Friday, May 1, 2009

ANNUITY



The word Annuity generally means a type of investment opportunity just like the Certificate of Deposits offered by various banks. This is another type of insurance product sold by the insurance companies through their licensed agents. In this case, the holder of this policy will receive a series of future payments, by giving an up-front expenditure of money.


How annuity works: Here the customers have to make an up-front disbursement or have to pay periodically to the company. The money that is deposited in the company will increase in a fixed or variable rate in the accumulation stage. In exchange to that, the insurance company will make a series of payment to the policyholder throughout the life. This stage of pay back is also known as "payout" or "annuitization" phase. This type of policy also has death benefits.
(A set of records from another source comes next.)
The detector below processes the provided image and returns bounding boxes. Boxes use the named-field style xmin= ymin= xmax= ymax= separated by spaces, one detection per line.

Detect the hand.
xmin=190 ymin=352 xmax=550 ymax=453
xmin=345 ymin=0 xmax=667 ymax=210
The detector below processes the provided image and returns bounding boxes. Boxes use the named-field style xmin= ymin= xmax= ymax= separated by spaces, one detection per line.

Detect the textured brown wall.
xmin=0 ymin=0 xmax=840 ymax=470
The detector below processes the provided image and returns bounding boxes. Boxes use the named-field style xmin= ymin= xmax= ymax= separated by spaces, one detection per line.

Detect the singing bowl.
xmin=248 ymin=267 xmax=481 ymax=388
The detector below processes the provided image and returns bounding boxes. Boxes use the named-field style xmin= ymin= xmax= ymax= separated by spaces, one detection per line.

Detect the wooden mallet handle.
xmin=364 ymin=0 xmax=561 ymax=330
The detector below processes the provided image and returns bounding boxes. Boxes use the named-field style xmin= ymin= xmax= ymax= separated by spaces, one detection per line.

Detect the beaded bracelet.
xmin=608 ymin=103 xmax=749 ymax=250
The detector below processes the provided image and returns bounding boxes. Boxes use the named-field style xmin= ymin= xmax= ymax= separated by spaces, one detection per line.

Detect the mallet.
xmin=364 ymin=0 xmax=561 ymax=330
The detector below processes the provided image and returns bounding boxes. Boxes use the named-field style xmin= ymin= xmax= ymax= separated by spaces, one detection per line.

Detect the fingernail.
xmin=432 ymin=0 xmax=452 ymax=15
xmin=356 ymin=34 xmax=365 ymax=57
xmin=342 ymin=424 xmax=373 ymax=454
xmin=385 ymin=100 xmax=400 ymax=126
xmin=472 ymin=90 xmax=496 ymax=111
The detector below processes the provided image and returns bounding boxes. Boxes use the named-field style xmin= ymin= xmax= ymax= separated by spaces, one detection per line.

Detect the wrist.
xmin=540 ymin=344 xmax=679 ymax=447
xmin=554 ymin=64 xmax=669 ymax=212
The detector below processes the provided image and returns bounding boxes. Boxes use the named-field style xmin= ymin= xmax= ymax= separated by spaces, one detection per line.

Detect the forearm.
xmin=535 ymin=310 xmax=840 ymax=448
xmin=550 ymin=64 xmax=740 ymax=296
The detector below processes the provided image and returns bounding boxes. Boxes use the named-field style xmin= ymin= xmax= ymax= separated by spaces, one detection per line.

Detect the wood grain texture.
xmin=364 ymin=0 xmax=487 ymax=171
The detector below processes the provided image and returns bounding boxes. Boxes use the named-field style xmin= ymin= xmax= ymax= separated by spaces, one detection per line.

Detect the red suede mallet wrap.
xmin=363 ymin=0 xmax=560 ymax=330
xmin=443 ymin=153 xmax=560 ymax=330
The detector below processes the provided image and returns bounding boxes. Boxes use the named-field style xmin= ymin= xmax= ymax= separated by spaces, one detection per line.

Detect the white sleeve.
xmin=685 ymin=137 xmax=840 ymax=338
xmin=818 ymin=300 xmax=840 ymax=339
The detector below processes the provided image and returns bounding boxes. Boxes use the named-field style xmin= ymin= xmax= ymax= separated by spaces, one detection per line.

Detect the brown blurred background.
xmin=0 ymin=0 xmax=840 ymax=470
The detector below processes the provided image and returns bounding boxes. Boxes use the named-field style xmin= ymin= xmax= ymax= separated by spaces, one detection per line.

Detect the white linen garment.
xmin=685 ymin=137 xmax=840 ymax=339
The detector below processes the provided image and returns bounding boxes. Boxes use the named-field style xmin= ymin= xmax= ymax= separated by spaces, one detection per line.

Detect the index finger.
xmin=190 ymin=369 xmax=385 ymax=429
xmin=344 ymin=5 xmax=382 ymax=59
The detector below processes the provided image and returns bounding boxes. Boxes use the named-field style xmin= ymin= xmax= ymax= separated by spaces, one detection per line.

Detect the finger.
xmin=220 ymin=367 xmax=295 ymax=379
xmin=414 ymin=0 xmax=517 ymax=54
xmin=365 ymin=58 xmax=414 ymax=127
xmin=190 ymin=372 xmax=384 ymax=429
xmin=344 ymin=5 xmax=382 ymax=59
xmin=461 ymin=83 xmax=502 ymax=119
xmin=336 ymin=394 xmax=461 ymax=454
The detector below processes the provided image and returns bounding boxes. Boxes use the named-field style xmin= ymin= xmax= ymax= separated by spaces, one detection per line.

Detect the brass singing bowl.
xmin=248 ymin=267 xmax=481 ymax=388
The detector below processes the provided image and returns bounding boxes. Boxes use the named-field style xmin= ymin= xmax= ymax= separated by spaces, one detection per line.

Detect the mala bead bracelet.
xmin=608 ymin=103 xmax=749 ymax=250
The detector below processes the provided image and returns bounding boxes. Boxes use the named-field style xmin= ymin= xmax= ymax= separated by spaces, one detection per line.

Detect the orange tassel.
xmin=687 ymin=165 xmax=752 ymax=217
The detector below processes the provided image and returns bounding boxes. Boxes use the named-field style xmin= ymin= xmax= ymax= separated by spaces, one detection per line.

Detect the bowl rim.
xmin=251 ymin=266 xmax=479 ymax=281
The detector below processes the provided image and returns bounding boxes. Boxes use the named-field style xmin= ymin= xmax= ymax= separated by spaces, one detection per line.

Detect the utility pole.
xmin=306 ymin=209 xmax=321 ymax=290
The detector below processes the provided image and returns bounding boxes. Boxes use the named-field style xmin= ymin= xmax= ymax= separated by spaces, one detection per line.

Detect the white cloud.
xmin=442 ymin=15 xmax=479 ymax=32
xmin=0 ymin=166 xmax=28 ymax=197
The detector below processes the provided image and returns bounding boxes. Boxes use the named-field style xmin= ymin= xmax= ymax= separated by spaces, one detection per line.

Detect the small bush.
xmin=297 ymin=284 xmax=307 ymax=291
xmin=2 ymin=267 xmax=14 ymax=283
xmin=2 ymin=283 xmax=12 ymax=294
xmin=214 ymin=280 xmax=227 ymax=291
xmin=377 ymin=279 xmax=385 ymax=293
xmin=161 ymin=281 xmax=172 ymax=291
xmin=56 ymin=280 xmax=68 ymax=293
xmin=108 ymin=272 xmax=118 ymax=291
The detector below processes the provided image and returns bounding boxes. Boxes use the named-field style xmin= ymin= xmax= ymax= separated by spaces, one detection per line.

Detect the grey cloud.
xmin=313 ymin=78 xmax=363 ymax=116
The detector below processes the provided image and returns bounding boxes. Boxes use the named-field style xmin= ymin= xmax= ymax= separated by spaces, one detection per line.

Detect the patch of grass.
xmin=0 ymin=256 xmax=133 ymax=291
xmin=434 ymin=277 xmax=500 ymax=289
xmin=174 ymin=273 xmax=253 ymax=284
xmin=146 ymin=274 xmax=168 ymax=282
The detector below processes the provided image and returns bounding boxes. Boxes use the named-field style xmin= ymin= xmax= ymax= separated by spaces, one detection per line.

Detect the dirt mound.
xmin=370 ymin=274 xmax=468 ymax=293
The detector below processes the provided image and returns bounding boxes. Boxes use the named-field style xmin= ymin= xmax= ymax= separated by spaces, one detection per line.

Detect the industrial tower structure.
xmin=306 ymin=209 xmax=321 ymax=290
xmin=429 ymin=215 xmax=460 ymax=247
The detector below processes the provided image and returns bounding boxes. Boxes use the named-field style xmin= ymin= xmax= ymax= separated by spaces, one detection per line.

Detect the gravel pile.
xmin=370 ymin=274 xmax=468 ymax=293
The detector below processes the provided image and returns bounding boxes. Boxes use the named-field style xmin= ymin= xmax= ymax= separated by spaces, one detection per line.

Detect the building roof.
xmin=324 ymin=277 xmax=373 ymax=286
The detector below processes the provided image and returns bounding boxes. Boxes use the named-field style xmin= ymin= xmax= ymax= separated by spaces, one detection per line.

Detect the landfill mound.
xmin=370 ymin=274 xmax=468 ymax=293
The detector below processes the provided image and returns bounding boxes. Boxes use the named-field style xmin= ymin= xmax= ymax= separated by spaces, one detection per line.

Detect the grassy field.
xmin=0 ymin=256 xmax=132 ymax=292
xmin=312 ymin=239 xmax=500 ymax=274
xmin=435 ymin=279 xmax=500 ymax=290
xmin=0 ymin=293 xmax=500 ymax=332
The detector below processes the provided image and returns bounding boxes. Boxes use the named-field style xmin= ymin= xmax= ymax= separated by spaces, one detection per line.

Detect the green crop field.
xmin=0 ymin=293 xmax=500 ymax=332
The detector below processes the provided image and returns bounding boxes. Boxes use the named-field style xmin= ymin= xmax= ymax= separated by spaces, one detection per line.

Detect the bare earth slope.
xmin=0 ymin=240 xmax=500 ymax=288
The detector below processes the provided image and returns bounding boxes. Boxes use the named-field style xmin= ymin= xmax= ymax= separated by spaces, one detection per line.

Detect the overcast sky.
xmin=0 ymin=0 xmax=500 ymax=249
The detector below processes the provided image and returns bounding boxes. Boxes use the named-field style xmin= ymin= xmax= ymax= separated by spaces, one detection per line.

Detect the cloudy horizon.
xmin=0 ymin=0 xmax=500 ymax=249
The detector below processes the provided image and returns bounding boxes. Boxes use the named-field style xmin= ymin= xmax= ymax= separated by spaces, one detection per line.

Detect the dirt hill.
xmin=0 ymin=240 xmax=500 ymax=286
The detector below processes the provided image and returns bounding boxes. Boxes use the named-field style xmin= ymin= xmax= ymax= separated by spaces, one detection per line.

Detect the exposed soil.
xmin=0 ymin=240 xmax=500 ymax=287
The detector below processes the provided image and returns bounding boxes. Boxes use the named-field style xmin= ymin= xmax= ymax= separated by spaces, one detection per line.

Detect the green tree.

Types of Annuity: It can be of two types- Immediate Annuity and Deferred Annuity.


Immediate Annuity – In immediate annuity, the company makes a series of payments to the policyholder for predetermined period or until the death of the policyholder. There is another type of immediate annuity called Lifetime immediate annuity. It is also called Pension.


Deferred Annuity – This is again divided into Fixed Annuity and Variable Annuity. In fixed annuity, the policyholder is going to give a sum of money to the insurance company and in return, the company will pay the policyholder a guaranteed rate of return as per agreement or until the death of the investor. And in variable annuities, the money is invested in different financial tools like mutual funds. Here the return depends on the performance of the funds, which is variable in nature.


Therefore, it depends entirely on the investor regarding the option he or she chooses. However, it is always desirable to have a proper knowledge of the current financial condition for profitable investment.